在路上的时候,香黛告诉江绵绵,明天就回布谷岛了,听到香黛这样说,沈怀之立马不乐意了,说香黛去哪,他就去哪。

听到沈怀之这样说,江绵绵扯了扯嘴角,万万没有想到,外表混不羁的沈怀之,对待感情竟然这么幼稚认真。

再又想到她和祁宴百转千回的纠结,她现在在北城,如果祁宴真的使出强制的手段,把她控制在这里,她根本就逃脱不了他的掌心。

江绵绵只要一想到,他在粉色摩天轮上面,说的那些话,心里就猛地一颤。

她必须得在北城把祁宴哄好,不管祁宴是想要征服她,还是真的对她有了莫名其妙的喜欢,她都要先稳住。

等到了南城,到了自己的地盘,请十几个训练有素的保镖,或者直接对外宣布自己有男朋友了,让祁宴死心。

江绵绵瞥向祁宴紧紧束缚在她腰间的大手,从小吃街回来,到车上这么长时间,足足半个小时了,他一分一秒都不舍得放开她。

江绵绵对于祁宴现在做出的举动,内心是恐惧的,她不习惯,也接受不了这样对她的祁宴。

她闭上眼睛,在心里一遍一遍的告诉自己,忍,现在的忍让,顺从,换来余生的自由和快乐,江绵绵觉得是值得的。

刚到了家里,就看到祁莲莲搀扶着老夫人,从卧室里走了出来。

江绵绵乌眉轻挑,饶是没有想到,老夫人还能够让祁莲莲近她的身。

先前中的那两次毒,如果只是陈玉兰所为,没有祁莲莲的参与,或者祁莲莲不知情,江绵绵是不相信的。

不过这是祁家的家事,祁莲莲再怎么说,也是祁家的孙女,流淌着祁家的血脉。

对她偏爱,也是正常的。

老夫人看到江绵绵回来了,柔和的说道:“绵绵,你今天和阿宴玩了一天,奶奶想死你了,对了,救奶奶的那个小姑娘呢,我还没有来得及重重感谢她呢,她怎么就不见了,是不是离开了?”
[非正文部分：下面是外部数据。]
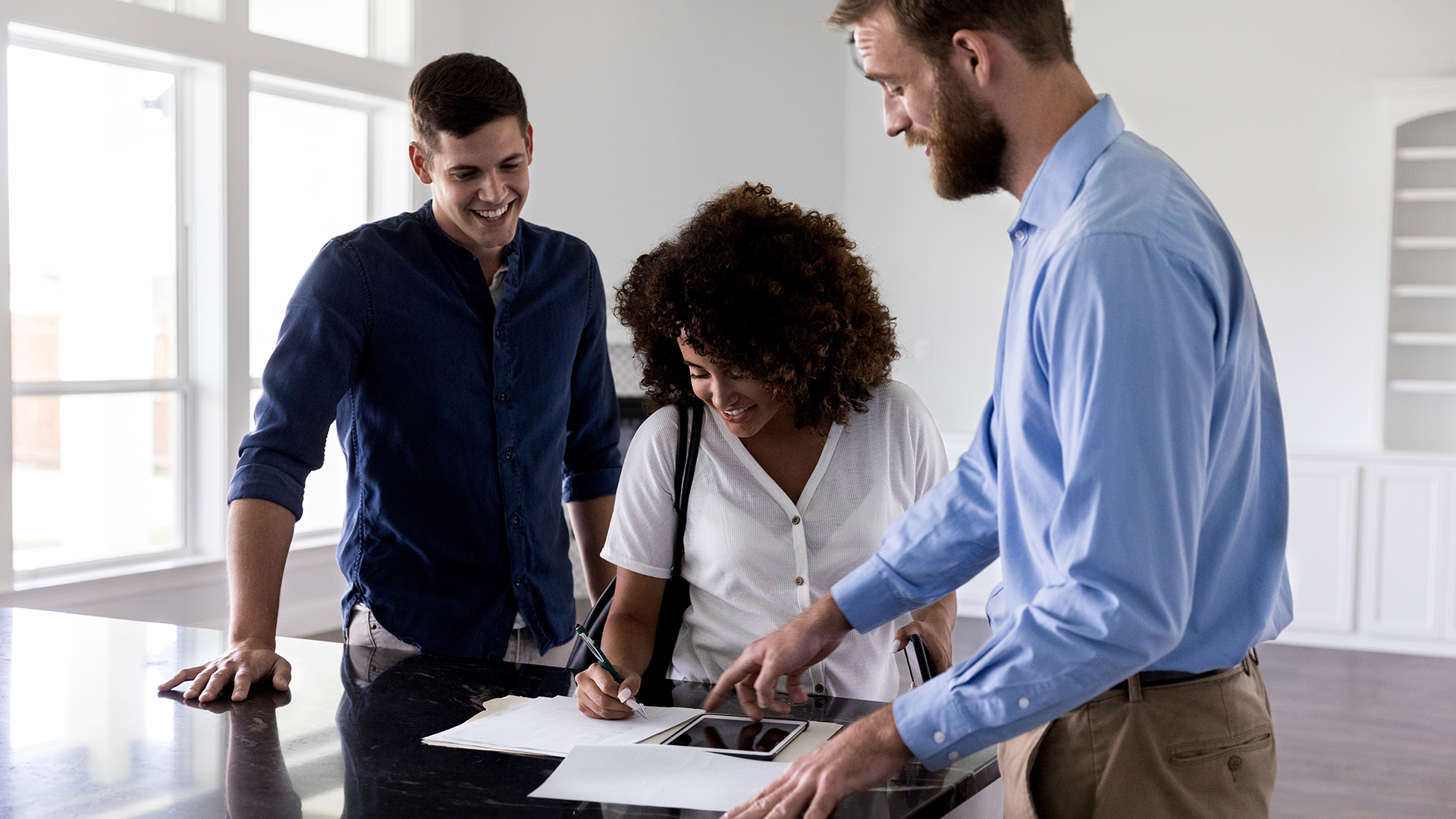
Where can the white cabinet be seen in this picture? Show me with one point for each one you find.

江绵绵淡淡的说道:“她去住酒店了,没有离开,但明天应该就离开了。”

“啊,你和阿宴怎么不拦着她一点,家里那么多的房间,让她住在家里多好。”

一旁的祁莲莲听到江绵绵这样说,想起唐菲菲交代给她的事情,杏眸划过一丝欣喜。

她和唐菲菲正愁找不到机会,对香黛下手呢,现在香黛一个人住了酒店,去找几个壮汉,把她给神不知鬼不觉的杀了,还不是易如反掌。

不过,在这之前,要先把江绵绵和祁宴解决了,让他们两个昏死过去,这样香黛给她和祁宴打求救电话,都打不进来。

到时候,布谷岛的岛主,肯定会把一切的一切,都怪罪在江绵绵的身上,毕竟,是江绵绵让她出岛救人的。

祁莲莲敛下眸底的阴毒,把老夫人搀扶在座位上,笑的乖巧可爱。

“奶奶,人家可能是觉得不方便,我们一家人好长时间没有坐在一起吃饭了,宴哥哥和江绵绵也在外面逛一天了,肯定累了,先吃饭吧。”

老夫人握紧手中的拐杖,深邃的老眸划过一丝亮光,她点了点头,吩咐管家布菜,管家安排佣人把菜全部布好。

又给江绵绵和祁宴还有祁莲莲,一人端了一碗排骨莲藕汤。

老夫人慈爱的说道:“这是今年新挖出来的莲藕,你和绵绵,都喜欢吃我这院子里的莲藕,今天正好有时间聚在一起,你们一个人必须给我喝上个好几碗。”

江绵绵在小吃街已经吃的很饱了,可看到老夫人和蔼的脸庞,她还是不忍心让她失望,小口小口的喝下去了一碗莲藕排骨汤。

祁宴亦是如此,也是强撑着喝下去了一碗。

吃完饭以后,江绵绵想去酒店住,老夫人拉住了江绵绵的手,说什么都不让江绵绵去住酒店。

江绵绵想了想,还是点头答应了。

一来,是不想伤了老夫人对她好的心,二来,是不想让祁宴看出来,她是在假意顺从他。

如果不出意外,马上就可以回南城了,她不想在这个节骨眼上出乱子,就强忍着不适点头同意了。

祁宴牵着她的手,两个人一起往楼上的客房走去,却没有想到,在去到客房的时候,祁宴突然把她拉进了主卧。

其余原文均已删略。